There also was a nice discussion about chemometrics. Jonathan argues in his thesis that a fast modeling method may be a better way forward at this moment, and more powerful statistical methods. He presented results with LIBLINEAR and signature fingerprints, comparing it to other approaches. The latter was compared with industry standards, like ECFP (which Clark and Ekins implemented for the CDK and have been using in Bayesian statistics on the mobile phone), and for the first Jonathan showed that LINLINEAR can handle more data than regular SVM libraries, and that the using more training data still improves the model more than a "better" statistical method (which quite matches my own experiences). And with SVMs, finding the right parameters typically is an issue. Using a RBF kernel only adds one, and since Jonathan also indicated that the Tanimoto distance measure for fingerprints is still a more than sufficient approach, which makes me wonder if the chemometrics models should not be using a Tanimoto kernel instead of a RBF kernel (though doi:10.1021/ci800441c suggests RBF may really do better for some tasks, but at the expense of more parameter optimization needed).

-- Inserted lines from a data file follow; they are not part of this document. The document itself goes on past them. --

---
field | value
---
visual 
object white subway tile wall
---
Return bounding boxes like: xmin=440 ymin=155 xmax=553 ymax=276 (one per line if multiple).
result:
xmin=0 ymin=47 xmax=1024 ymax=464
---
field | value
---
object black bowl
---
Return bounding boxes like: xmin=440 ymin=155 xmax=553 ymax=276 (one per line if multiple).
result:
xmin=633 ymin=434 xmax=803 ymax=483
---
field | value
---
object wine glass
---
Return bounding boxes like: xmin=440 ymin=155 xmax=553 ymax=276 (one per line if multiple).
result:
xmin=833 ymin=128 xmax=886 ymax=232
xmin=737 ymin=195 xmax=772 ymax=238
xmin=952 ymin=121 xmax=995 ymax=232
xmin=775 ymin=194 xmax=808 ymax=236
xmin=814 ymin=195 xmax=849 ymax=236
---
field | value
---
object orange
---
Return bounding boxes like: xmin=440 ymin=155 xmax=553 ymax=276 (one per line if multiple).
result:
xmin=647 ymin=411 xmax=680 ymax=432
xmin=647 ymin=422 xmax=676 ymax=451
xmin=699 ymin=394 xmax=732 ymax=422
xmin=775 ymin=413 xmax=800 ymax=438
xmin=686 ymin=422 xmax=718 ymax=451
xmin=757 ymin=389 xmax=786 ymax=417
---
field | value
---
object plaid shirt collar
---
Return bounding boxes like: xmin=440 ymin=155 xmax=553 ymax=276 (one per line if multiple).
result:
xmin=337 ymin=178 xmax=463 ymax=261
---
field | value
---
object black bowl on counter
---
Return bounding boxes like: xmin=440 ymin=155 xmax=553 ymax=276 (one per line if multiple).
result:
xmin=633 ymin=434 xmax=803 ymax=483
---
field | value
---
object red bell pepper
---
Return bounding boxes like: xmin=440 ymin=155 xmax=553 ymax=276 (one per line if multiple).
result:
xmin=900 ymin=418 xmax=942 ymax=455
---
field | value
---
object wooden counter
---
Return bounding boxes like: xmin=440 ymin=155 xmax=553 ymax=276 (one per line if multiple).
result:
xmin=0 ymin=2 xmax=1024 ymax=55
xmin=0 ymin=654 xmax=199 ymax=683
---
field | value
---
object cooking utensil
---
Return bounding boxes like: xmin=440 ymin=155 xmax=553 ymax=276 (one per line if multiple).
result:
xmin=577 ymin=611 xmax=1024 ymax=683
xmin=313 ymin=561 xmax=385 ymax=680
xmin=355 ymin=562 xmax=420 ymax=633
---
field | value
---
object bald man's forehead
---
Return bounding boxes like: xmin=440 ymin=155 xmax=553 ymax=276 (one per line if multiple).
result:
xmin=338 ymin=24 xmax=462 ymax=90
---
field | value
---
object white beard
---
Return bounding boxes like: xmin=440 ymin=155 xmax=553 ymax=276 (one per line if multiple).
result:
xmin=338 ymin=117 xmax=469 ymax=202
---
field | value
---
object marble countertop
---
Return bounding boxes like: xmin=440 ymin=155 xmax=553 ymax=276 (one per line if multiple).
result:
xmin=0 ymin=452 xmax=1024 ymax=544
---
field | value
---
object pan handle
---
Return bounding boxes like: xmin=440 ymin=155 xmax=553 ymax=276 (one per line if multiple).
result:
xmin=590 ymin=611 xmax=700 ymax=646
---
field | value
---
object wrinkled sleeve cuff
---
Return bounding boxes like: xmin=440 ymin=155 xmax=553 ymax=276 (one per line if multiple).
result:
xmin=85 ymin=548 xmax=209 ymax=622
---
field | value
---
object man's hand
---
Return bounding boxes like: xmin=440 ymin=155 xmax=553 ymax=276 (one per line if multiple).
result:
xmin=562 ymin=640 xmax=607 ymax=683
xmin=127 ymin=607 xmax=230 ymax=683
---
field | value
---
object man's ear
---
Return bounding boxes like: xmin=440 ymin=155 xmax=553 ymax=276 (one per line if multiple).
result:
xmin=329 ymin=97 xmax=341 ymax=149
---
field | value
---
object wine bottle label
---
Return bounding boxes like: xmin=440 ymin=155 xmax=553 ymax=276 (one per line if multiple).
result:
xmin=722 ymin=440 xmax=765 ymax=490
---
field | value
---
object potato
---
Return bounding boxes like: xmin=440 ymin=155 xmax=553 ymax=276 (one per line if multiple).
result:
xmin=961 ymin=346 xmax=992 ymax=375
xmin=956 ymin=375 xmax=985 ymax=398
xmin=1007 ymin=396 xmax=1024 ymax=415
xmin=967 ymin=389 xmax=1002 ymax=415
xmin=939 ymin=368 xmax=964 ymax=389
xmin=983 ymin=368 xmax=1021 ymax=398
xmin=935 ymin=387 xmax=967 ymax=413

To wrap up, I really enjoyed working with Jonathan a lot and I think he did excellent multidisciplinary work. I am also happy that I was able to attend his defense and the events around that. In no way does this post do justice or reflect the defense; it merely reflects that how relevant his research is in my opinion, and just highlights some of my thoughts during (and after) the defense.

Jonathan, congratulations!

Spjuth, O., Alvarsson, J., Berg, A., Eklund, M., Kuhn, S., Mäsak, C., Torrance, G., Wagener, J., Willighagen, E. L., Steinbeck, C., Wikberg, J. E., Dec. 2009. Bioclipse 2: A scriptable integration platform for the life sciences. BMC Bioinformatics 10 (1), 397+.
Alvarsson, J., Andersson, C., Spjuth, O., Larsson, R., Wikberg, J. E. S., May 2011. Brunn: An open source laboratory information system for microplates with a graphical plate layout design process. BMC Bioinformatics 12 (1), 179+.
Alvarsson, J., Eklund, M., Engkvist, O., Spjuth, O., Carlsson, L., Wikberg, J. E. S., Noeske, T., Oct. 2014. Ligand-Based target prediction with signature fingerprints. J. Chem. Inf. Model. 54 (10), 2647-2653.